La viña, sin embargo, tiene unos límites climatológicos más restringidos que el trigo y los cereales en general. Allí donde la cepa no crecía por hacer demasiado frío, lo que tocaba era beber y elaborar cerveza. Cuando los maestros cerveceros de las abadías del norte y centro de Europa aplicaron la técnica de Arnau de Vilanova en la cebada y otros cereales, se les abrió todo un mundo nuevo. En los países del este, por otra parte, descubrieron el vodka en pleno siglo XIV, destilando la cerveza de cereales como el trigo o el centeno, a falta de ingredientes aún insospechados como la patata. Este licor, que todavía hoy se sirve frío, se consumía junto con las comidas. Para un consumo más esporádico, en los países escandinavos y bálticos se popularizaron innovadores destilados de manzana, ciruela o arándanos.

Los grandes impulsores de la diversificación y difusión de los destilados, sin embargo, fueron los británicos, que establecieron circuitos comerciales entre las islas y el resto del mundo.
Comerciaban con los portugueses, de los que valoraban especialmente los vinos fortificados de la región de Oporto, y mantenían tratos con productores franceses. De hecho, el comercio que mantenían con los vinateros de la Borgoña provocó la aparición de un nuevo licor: el coñac. Los habitantes de esta región francesa tuvieron la idea de sustraer agua a su vino de uva blanca, por un lado para ocupar menos volumen y por la otra para preservar la calidad del brebaje durante la larga travesía marítima. Pronto descubrieron que el resultado tenía más aceptación que el vino blanco, y su comercio se extendió como la pólvora. En Jerez, los castellanos imitar la técnica de los vecinos galos, pero el resultado sería conocido como brandy, nombre que los ingleses daban a los aguardientes a los que se había retirado el agua y que se guardaban en barricas de madera.

Pero si un licor hizo fortuna entre marineros, piratas y lobos de mar, éste fue el ron. Cuando España exportó a las islas del Caribe la caña de azúcar, Inglaterra descubrió otra vía de negocio. El jugo de caña fermentado y destilado se convirtió en el ron que tanto consumirían los marineros británicos, pero que además, les serviría para comerciar con las tribus africanas para obtener esclavos. Pronto el ron se expandiría por todas las posesiones británicas, incluso las de América del Norte, donde hasta la guerra de Secesión, el ron sería la bebida oficial de la conquista del Oeste. Sería justamente la voluntad de aniquilar el sur confederado, destilador de ron, la que llevaría los federales del norte a implantar el whisky como bebida nacional.

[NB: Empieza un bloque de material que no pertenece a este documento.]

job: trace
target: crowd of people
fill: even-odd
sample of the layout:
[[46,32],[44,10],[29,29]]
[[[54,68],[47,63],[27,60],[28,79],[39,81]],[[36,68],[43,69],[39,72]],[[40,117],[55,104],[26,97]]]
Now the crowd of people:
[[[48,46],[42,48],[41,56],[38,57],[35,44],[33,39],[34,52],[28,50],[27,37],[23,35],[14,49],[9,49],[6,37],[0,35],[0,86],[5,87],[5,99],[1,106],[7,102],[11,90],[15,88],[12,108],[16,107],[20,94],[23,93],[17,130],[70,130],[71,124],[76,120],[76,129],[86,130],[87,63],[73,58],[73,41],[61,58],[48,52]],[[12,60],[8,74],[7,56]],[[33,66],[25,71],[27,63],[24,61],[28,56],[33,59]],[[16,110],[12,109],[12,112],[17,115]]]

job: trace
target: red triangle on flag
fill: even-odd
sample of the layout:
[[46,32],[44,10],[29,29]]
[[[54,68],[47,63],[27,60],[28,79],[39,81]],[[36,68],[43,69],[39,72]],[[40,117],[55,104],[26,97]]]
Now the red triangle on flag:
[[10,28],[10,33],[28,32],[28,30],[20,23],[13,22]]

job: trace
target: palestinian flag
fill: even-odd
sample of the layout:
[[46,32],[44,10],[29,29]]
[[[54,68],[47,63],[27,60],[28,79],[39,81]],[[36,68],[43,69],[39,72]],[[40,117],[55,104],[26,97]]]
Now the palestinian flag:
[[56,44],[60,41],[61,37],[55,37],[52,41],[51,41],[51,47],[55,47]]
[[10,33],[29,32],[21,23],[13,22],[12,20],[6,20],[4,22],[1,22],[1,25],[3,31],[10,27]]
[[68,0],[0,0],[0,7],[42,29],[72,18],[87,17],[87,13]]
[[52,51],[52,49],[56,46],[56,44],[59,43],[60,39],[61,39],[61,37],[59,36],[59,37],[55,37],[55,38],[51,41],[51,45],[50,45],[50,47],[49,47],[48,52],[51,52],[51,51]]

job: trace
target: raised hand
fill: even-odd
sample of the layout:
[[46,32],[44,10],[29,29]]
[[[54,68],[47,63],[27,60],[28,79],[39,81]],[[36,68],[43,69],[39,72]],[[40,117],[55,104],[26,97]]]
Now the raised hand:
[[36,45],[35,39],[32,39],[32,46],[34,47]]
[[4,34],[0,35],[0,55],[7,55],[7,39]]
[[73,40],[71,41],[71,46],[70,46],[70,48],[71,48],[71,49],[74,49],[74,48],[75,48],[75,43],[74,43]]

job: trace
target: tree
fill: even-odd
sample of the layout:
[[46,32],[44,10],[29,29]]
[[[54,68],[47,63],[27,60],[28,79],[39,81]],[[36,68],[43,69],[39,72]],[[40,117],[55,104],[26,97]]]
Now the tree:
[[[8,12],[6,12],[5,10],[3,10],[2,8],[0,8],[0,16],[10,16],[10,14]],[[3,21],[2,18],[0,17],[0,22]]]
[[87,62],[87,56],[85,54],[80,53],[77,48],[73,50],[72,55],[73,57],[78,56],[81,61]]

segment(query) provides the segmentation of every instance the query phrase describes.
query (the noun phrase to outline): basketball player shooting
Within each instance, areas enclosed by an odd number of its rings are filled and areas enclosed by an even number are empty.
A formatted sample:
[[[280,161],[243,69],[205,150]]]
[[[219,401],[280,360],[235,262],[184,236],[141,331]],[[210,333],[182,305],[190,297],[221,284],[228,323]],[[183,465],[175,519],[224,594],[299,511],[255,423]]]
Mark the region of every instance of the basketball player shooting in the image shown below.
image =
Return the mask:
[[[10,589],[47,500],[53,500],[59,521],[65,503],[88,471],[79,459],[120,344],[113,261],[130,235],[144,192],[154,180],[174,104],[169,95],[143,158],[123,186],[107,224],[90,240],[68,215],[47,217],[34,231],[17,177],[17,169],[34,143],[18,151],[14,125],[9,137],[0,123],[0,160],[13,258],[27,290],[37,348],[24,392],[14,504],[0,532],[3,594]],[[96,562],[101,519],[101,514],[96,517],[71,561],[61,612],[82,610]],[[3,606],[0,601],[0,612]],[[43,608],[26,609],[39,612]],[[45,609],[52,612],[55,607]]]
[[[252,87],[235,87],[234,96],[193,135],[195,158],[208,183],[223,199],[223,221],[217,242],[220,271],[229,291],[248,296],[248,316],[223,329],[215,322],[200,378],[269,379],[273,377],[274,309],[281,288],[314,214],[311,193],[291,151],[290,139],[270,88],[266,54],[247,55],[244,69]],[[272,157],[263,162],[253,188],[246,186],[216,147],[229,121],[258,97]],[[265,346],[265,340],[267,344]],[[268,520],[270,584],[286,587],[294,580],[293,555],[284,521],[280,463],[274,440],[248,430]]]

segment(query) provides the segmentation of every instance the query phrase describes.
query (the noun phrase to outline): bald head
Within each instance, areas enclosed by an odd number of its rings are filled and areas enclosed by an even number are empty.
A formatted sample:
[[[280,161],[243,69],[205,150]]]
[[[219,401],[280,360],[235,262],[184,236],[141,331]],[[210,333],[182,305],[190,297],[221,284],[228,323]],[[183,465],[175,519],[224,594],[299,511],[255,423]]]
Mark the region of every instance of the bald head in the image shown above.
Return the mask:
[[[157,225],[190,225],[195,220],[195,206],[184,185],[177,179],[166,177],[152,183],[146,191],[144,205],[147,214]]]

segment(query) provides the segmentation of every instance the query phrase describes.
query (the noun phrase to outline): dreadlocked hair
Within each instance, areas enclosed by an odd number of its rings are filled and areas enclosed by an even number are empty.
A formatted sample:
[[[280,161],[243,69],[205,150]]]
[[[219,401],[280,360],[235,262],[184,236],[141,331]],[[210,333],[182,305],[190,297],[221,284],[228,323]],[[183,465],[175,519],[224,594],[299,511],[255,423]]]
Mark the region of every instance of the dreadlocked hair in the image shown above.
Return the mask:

Una última anécdota muestra claramente esta voluntad de potenciar el alcohol por todas partes. Cuando los conquistadores españoles de la región de México agotan las reservas de coñac que les llegan desde la metrópoli, no tardan mucho en coger la bebida local de los aztecas (el pulque) y someterla a la destilación que la convierte en el mezcal o el tequila. Productos que, como el ron o el whisky con los indios norteamericanos, contribuirán a la colonización, alterando unas culturas que tenían en otros productos igualmente naturales su forma de conseguir el enthousiasmós de los clásicos mediterráneos.